1 Abr 2012, 14:31

Texto de João Carlos Emílio

Comes & Bebes

Whiskies: Single Malt complexos e com uma individualidade surpreendente

,

João Carlos Emílio provou, no Porto Palácio, os whiskies Black Bull 12 anos, Redbreast 12 anos, Bowmore 22 anos e Old Malt Cask e confessa a sua preferência: os Single Malt.

Black Bull

Black Bull. Fotos: DR

À medida que o elevador se aproximava do 18º andar do Porto Palácio Congress Hotel & SPA, eu seguia expectante, a minha tensão aumentava e a pulsação parecia disparar. Uns minutos atrasado, subi a galope um lanço de escadas e, num piscar de olhos, estava no VIP Lounge.

Com um fim de tarde absolutamente magnífico e, no ar, a promessa de uma prova de whiskies bem sucedida, entrei no bar panorâmico, um pouco ofegante, e, de olho aliviado, verifiquei que prova ainda não tinha começado.

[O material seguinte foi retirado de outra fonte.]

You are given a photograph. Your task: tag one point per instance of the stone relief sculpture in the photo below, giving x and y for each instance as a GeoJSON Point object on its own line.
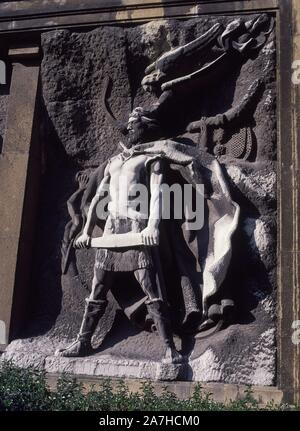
{"type": "Point", "coordinates": [182, 103]}
{"type": "Point", "coordinates": [150, 153]}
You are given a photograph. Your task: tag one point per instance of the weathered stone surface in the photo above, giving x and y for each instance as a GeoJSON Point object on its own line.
{"type": "Point", "coordinates": [79, 135]}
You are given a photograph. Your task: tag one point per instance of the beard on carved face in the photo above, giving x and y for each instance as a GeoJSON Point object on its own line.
{"type": "Point", "coordinates": [136, 134]}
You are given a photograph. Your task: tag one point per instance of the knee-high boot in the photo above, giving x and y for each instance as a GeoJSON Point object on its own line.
{"type": "Point", "coordinates": [93, 312]}
{"type": "Point", "coordinates": [159, 313]}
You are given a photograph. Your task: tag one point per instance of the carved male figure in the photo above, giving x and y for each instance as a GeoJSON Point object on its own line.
{"type": "Point", "coordinates": [123, 218]}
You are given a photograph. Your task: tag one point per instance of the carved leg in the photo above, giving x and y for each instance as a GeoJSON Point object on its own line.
{"type": "Point", "coordinates": [159, 313]}
{"type": "Point", "coordinates": [94, 310]}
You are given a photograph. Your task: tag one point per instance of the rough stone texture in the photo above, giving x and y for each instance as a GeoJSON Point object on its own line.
{"type": "Point", "coordinates": [4, 90]}
{"type": "Point", "coordinates": [78, 135]}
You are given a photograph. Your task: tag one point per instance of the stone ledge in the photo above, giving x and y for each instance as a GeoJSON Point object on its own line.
{"type": "Point", "coordinates": [220, 392]}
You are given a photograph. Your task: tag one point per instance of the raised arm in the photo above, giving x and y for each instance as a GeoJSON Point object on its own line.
{"type": "Point", "coordinates": [150, 234]}
{"type": "Point", "coordinates": [85, 238]}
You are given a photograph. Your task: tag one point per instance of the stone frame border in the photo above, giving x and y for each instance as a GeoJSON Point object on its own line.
{"type": "Point", "coordinates": [25, 23]}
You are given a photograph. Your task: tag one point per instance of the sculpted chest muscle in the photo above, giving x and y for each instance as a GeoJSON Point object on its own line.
{"type": "Point", "coordinates": [132, 170]}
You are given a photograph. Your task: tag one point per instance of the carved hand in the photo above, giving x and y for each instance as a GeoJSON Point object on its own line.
{"type": "Point", "coordinates": [150, 236]}
{"type": "Point", "coordinates": [84, 241]}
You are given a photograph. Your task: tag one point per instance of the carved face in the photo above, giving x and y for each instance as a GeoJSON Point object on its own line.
{"type": "Point", "coordinates": [136, 132]}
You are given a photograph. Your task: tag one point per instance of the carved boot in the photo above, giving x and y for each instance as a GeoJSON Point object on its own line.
{"type": "Point", "coordinates": [82, 346]}
{"type": "Point", "coordinates": [159, 313]}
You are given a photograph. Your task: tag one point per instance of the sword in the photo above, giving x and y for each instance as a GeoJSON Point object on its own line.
{"type": "Point", "coordinates": [121, 240]}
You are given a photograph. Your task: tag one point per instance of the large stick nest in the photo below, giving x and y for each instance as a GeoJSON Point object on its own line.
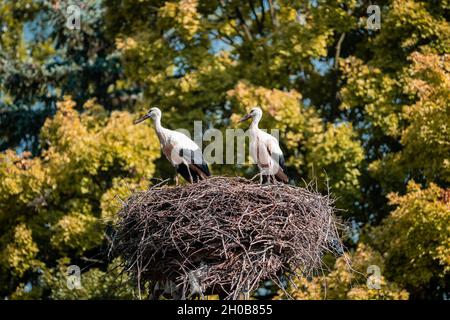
{"type": "Point", "coordinates": [225, 234]}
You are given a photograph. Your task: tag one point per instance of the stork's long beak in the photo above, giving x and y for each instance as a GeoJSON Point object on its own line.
{"type": "Point", "coordinates": [246, 117]}
{"type": "Point", "coordinates": [143, 118]}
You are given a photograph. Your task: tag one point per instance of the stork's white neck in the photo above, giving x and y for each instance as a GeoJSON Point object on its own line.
{"type": "Point", "coordinates": [160, 130]}
{"type": "Point", "coordinates": [255, 121]}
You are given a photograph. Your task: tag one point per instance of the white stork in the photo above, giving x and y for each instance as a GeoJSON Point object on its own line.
{"type": "Point", "coordinates": [179, 149]}
{"type": "Point", "coordinates": [265, 150]}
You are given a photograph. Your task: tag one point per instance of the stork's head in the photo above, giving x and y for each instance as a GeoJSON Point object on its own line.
{"type": "Point", "coordinates": [255, 113]}
{"type": "Point", "coordinates": [153, 113]}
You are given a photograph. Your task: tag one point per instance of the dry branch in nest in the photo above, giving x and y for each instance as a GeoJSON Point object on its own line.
{"type": "Point", "coordinates": [225, 234]}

Com o Porto no horizonte, o primeiro whisky da prova promovida há dias pela Green Seed Portugal  foi o Black Bull 12 anos (35 euros), um Blended da Escócia (50% v/v – 50% do lote e wisky de malte) que estagiou em carvalho. Foi considerado um dos melhores wiskies no seu escalão e apresenta uma boa relação qualidade-preço. Tem cor âmbar, um aroma surpreendentemente suave, doce e quente, lembrando uma molasse, e frutado, trazendo a memória 2 frutos de árvore: pêra e pêssego. Na boca, é redondo e macio, com notas de baunilha, e tem um fim cremoso, com fruta fresca, mas demasiado curto.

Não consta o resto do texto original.